By Richard Johnstone in Birmingham | 8 October 2012

Town halls in England are to be offered funding for a third successive council tax freeze next year but the amount available to each authority has been cut, Local Government Secretary Eric Pickles has revealed.

Pickles PA


Addressing the Conservative Party conference today, Pickles said that £450m would be available for councils to freeze the tax and ‘help hard-working families and those on fixed incomes, such as pensioners, with their cost of living’. But his announcement prompted concerns from CIPFA and the Local Government Association that this represented an erosion of localism.

Councils that freeze or cut their bills next year will be eligible for a share of the grant, paid over two years. This is equivalent to a 1% increase in council tax from next April. However, the total funding for this year’s freeze was £805m, equal to a 2.5% increase on 2011/12 bills for authorities.

Some authorities rejected the offer to hold down their 2012/13 billsas the cash was a one-off payment and not integrated into their basic funding. This meant they would have faced a shortfall next year. But according to Pickles’ announcement today, the 2013/14 funding would form part of councils’ financial baselines to the end of the Spending Review period.

Pickles said that if councils, police and fire authorities accepted the offer, it would mean a real-terms fall of 9% in council tax over the past three years of the coalition government.

He added: ‘A third year's freeze will mean the combined effect is potentially worth over £200 to Band D residents. Freezing bills again will really help hard-working families and those on fixed incomes, such as pensioners, with their cost of living.’

Pickles also announced that the government would reduce the council tax rise that would trigger an automatic referendum of residents from 3.5% to 2%. Some councils increased council tax up to the 3.5% threshold last year.

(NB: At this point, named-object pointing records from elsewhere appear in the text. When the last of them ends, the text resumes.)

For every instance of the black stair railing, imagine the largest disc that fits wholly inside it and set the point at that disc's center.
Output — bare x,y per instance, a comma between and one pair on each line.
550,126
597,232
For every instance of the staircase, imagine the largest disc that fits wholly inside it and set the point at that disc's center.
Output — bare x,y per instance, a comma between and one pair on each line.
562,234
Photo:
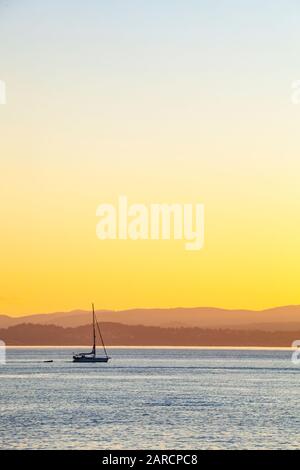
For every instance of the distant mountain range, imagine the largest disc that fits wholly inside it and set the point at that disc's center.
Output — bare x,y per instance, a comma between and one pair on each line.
275,319
116,334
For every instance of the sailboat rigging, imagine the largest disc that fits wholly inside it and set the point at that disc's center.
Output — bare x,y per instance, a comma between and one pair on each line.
92,356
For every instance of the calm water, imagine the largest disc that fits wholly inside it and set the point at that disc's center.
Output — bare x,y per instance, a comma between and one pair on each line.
150,398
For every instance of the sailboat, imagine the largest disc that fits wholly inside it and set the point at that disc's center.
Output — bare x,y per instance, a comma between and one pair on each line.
92,356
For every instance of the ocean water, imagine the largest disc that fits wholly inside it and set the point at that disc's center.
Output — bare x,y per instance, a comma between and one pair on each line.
150,399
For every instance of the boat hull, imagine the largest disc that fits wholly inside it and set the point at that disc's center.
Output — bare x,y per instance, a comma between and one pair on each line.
90,359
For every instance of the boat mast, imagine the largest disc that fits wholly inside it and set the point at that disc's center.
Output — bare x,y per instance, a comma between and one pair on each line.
94,332
100,334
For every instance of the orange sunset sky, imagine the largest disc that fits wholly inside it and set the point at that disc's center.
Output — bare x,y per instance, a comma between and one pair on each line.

The Department for Communities and Local Government said it would shortly write to all English local authorities with full details of the scheme, including an indicative breakdown of estimated grants. Details on the tax referendum thresholds will be revealed alongside the provisional Local Government Finance Settlement in December.

Responding to the announcement, CIPFA chief executive Steve Freer said it was ‘worrying that we seem to be drifting to a position in which the council tax is effectively determined by central rather than local government’.

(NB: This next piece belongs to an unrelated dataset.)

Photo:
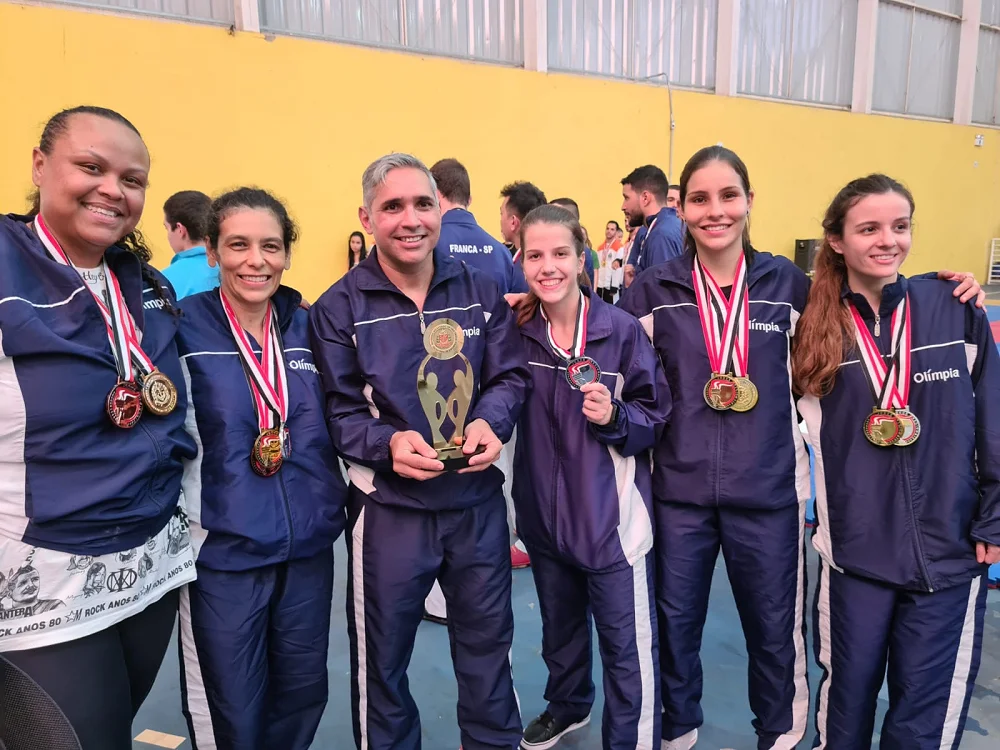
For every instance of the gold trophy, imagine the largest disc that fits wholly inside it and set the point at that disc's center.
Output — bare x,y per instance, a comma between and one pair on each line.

He added: ‘That's bad news for local democracy and sits awkwardly with the government's own localism policy.’

Freer also stressed the importance of confirming that the freeze grant funding was ‘new money’ and not an allocation within the existing control total for local government. ‘It's one thing to make new money available to incentivise councils to follow a national policy lead. It's quite another to do so with resources which are already earmarked for councils' funding,’ he said.

Sir Merrick Cockell, chair of the Local Government Association, said reducing the current ‘referendum trigger‘ would mean ‘less flexibility for councils and even less localism, with Whitehall decreeing what constitutes excessive’.

He added: ‘Councils care for the elderly, look after vulnerable children and collect the bins from our streets. To carry on doing this effectively, local authorities need local discretion to consider the long-term interests of their residents before deciding if they will take up this government offer.’